Benjamin Matthew Long, Lara Wakeling, David Bean, Nina Fotinatos, Andrew Greenhill, Mark Myers, Nicholas Shultz, Simone Louwhoff

Abstract


The interdisciplinary nature of science is often difficult to impart upon students in teaching laboratories where chemistry students, learn chemistry and biology students, learn biology. To address this, a series of connected laboratories built around a single interdisciplinary research question were developed. The project hoped to engage students in interdisciplinary collaboration, generate meaningful chemical research data, and expose science students to indigenous Australian culture.

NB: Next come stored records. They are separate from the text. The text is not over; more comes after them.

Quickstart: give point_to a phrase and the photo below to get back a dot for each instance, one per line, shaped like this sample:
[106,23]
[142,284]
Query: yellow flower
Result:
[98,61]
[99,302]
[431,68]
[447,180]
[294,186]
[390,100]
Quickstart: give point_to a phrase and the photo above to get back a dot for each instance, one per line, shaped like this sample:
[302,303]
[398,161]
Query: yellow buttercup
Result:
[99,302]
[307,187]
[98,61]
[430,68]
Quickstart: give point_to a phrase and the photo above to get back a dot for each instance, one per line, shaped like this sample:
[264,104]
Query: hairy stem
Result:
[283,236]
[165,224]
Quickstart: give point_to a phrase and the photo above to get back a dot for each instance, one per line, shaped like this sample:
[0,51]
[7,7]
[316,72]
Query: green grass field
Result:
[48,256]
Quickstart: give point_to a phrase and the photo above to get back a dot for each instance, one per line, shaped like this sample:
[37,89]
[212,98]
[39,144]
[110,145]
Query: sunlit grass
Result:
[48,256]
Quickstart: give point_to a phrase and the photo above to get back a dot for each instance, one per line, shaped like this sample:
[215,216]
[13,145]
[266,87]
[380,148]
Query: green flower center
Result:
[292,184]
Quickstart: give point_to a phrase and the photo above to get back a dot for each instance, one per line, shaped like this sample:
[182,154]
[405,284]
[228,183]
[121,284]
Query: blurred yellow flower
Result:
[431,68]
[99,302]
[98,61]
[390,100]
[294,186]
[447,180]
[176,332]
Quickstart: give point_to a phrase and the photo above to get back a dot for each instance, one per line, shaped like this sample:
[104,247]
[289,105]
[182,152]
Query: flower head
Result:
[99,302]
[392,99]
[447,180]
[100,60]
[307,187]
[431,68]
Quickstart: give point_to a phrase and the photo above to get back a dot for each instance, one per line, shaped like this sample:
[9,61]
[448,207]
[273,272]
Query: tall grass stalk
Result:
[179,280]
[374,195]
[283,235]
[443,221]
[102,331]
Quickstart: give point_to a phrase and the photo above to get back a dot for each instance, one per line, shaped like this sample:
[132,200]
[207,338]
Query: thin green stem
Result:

The pilot year of the Bush Medicine Project was run not as a standalone unit but as a cross-unit, cross-program, cross-campus and cross-discipline research project aimed at discovering medicinal compounds in native Australian plants, guided by indigenous Australian traditional medicine. Flora students collect, identify and preserve plants of interest; chemistry students prepare plant extracts and create a chemical fingerprint; microbiology and pharmacology students then screen the plant extracts for antimicrobial activity and toxicity. Students (n=55) and staff (n=7) involved in the first year of the project were surveyed or interviewed, respectively, to measure their engagement with the experiment. Participants agreed that they were more engaged than in a traditional practical class and felt they had learnt about the interdisciplinary nature of science. Student and staff attitudes have been positive and the project is planned to be continued over subsequent years.